Ainsi, rappelons que le rôle de la Culture est de lui donner, très vite, par de la parole et des gestes, le sentiment que rien, ni personne ne peut, ni ne doit, le remplacer. Faire et dire le contraire, c’est-à-dire ne pas situer le nouveau-né, le petit humain dans sa première fonction d’ « être qu’il faut porter » – avec les bras et la parole -, c’est le condamner et, de fait, vouer l’espèce humaine à la disparition…
Ainsi, pour l’exemple, ne verra-t-on jamais la Culture, comme productrice de la parole et du geste, dicter aux Humains des règles contraires à celles que commande la prise en compte par l’Homme de la Vulnérabilité. Et cette prise en compte, si elle vaut, bien sûr, avec une intensité très forte, au moment de la naissance, et bien sûr de la Mort, vaut, ou doit valoir tout le long de l’existence… C’est-à-dire face à la maladie…
Mais aussi, et bien sûr, devant les malheurs, nombreux, qui sont comme des épidémies, anciennes ou modernes, – peste et guerres d’autrefois, et d’aujourd’hui, laissant sur des champs de bataille, certes autres, autant de femmes, d’enfants, de vieillards, d’humains en proie à la souffrance, mais aussi au désir de nuire qui peut encore, de nos jours, inspirer l’Homme… Vulnérable, aussi, l’Humain, face à ce que l’on pourrait appeler, – puisant dans la boîte à outils Foucaldienne, non pas les Institutions humiliantes, mais les grands systèmes déshumanisants…
Vulnérabilité évidente, et largement visible, de millions d’Humains pris dans l’enfer d’une nouvelle géopolitique du désastre, ou bien dans des crises, prévues, systémiques, ces krachs, qui littéralement, jettent des Humains, par millions, hors de la vie.

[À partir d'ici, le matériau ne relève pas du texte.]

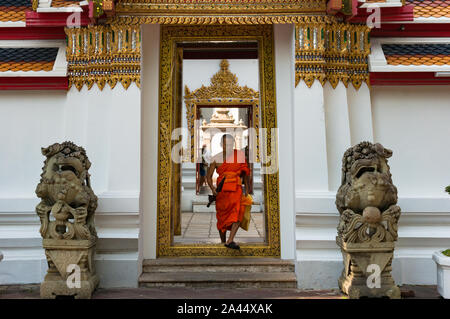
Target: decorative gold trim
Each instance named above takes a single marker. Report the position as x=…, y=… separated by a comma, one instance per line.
x=170, y=35
x=219, y=8
x=224, y=90
x=104, y=54
x=216, y=11
x=327, y=50
x=195, y=19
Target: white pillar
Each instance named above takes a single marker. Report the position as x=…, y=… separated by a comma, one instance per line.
x=284, y=65
x=149, y=142
x=360, y=114
x=338, y=130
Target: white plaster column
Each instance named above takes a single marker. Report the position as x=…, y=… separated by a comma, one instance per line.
x=360, y=114
x=284, y=65
x=149, y=141
x=338, y=130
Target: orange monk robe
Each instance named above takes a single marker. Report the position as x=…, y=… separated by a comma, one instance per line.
x=230, y=206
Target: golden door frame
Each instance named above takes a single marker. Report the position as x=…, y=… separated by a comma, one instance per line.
x=167, y=179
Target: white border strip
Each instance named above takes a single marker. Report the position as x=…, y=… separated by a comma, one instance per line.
x=378, y=63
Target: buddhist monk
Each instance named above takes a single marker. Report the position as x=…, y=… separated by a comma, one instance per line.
x=231, y=165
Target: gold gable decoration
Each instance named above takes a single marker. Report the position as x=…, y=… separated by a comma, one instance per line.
x=224, y=90
x=216, y=11
x=224, y=84
x=327, y=50
x=104, y=54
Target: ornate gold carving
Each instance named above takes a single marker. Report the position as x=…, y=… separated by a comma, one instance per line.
x=169, y=36
x=224, y=90
x=104, y=54
x=195, y=19
x=327, y=50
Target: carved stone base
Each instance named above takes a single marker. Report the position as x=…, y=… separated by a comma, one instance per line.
x=71, y=269
x=358, y=258
x=53, y=286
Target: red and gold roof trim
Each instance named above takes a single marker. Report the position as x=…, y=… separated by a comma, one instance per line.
x=104, y=54
x=327, y=50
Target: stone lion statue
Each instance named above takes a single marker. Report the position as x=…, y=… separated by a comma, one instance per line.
x=367, y=230
x=66, y=194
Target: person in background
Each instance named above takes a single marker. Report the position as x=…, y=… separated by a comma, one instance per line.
x=230, y=207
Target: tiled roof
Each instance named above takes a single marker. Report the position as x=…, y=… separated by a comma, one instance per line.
x=27, y=59
x=430, y=8
x=417, y=54
x=13, y=10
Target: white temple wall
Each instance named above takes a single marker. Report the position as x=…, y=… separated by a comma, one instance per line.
x=106, y=124
x=413, y=122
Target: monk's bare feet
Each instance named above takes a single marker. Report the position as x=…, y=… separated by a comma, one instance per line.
x=223, y=236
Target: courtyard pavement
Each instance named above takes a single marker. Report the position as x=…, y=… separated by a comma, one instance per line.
x=32, y=292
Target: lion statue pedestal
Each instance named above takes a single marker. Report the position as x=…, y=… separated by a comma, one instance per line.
x=66, y=212
x=368, y=222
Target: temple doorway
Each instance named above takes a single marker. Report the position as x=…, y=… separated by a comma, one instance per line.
x=219, y=119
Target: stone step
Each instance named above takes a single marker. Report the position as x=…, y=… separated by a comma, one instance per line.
x=202, y=265
x=219, y=280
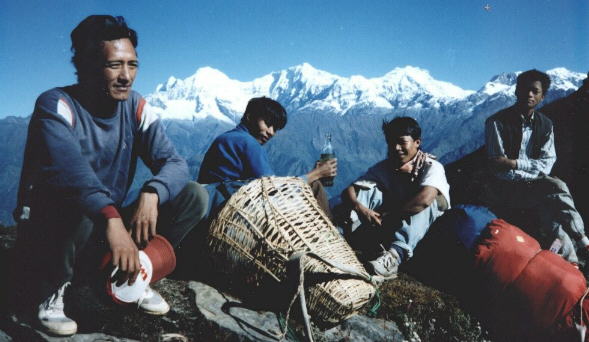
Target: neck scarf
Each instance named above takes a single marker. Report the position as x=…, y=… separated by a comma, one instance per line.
x=415, y=165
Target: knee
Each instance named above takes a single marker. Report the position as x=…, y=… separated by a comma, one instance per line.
x=195, y=197
x=557, y=185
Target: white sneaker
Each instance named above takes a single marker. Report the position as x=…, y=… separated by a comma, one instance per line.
x=387, y=264
x=51, y=315
x=153, y=303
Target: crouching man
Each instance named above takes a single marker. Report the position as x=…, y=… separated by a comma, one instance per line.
x=81, y=152
x=400, y=196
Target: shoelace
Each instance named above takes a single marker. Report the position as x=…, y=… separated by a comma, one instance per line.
x=146, y=294
x=55, y=302
x=386, y=259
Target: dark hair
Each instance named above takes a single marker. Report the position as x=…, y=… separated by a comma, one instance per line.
x=89, y=35
x=266, y=109
x=400, y=126
x=527, y=77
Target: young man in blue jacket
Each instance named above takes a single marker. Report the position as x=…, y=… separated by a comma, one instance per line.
x=238, y=154
x=80, y=158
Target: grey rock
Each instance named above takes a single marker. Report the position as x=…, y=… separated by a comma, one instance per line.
x=4, y=337
x=96, y=337
x=361, y=328
x=21, y=331
x=250, y=325
x=228, y=315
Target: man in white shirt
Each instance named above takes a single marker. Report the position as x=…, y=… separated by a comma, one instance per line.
x=400, y=196
x=520, y=147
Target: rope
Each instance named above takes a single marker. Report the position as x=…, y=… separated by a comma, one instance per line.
x=374, y=309
x=295, y=268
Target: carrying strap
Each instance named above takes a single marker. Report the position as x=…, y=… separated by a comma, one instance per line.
x=581, y=327
x=295, y=270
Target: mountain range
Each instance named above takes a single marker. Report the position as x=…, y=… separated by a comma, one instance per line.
x=198, y=108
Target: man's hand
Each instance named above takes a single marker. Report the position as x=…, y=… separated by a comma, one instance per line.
x=503, y=163
x=144, y=221
x=368, y=215
x=323, y=169
x=125, y=254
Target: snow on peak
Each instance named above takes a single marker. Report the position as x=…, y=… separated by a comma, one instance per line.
x=411, y=81
x=561, y=79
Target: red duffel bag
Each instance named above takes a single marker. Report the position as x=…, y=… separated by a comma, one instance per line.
x=532, y=292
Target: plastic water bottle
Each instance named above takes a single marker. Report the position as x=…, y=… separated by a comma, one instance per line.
x=327, y=153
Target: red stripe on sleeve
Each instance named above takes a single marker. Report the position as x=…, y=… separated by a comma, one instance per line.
x=110, y=212
x=139, y=111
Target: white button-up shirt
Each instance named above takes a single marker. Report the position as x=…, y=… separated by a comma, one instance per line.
x=526, y=168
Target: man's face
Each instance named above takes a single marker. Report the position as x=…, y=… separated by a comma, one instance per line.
x=262, y=132
x=529, y=95
x=119, y=69
x=403, y=148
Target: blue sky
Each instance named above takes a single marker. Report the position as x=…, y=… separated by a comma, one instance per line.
x=456, y=40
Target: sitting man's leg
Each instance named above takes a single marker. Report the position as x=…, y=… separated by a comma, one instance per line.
x=560, y=217
x=406, y=232
x=179, y=216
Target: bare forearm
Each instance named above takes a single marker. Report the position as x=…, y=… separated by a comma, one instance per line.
x=312, y=176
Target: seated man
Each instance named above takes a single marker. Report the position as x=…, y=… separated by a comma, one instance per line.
x=401, y=195
x=520, y=147
x=82, y=148
x=238, y=154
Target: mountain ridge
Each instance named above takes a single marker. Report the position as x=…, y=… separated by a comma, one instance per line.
x=452, y=126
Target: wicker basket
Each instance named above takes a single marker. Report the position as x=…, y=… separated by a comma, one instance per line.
x=270, y=219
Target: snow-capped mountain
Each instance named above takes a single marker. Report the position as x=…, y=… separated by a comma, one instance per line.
x=210, y=93
x=200, y=107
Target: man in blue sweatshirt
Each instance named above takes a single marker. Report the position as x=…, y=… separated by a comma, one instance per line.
x=80, y=158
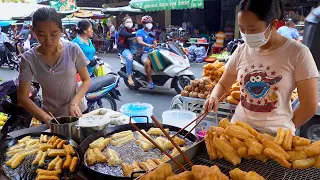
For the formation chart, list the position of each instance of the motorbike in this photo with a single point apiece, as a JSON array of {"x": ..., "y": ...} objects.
[
  {"x": 12, "y": 58},
  {"x": 176, "y": 74}
]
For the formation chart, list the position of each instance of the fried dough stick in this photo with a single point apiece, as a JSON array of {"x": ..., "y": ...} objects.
[{"x": 228, "y": 152}]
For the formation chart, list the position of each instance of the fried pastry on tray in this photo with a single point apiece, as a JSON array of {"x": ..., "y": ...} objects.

Soit dans la mort ou dans la plus insupportable des précarités. Ainsi la Culture, doit-elle comprise, ici, comme l’ensemble des gestes et des paroles, les deux ne devant pas être disjoints, qui permettent à l’Individu dit vulnérable, mais aussi les groupes humains, les sociétés, d’entendre et de constater, que sa vulnérabilité quelle qu’elle soit, et ce, dans n’importe quelles circonstances, en temps de paix et de guerre, de croissance ou de crises.
Les temps que nous vivons interrogent la question de la vulnérabilité… L’époque n’est-elle pas celle où l’on se moque, si facilement, des pauvres, des malades, des chômeurs, des exclus ; au nom du kitch, de cet humour dit « au troisième degré », on peut, désormais, rire du malheur des Hommes… Alors, rappeler ce qui fonde la Culture, enseigner qu’on ne se moque pas du plus faible, rappeler la place de la Vulnérabilité dans ce qui nous a fait ce que nous sommes, des Humains… Voilà en vérité le seul moyen de durer.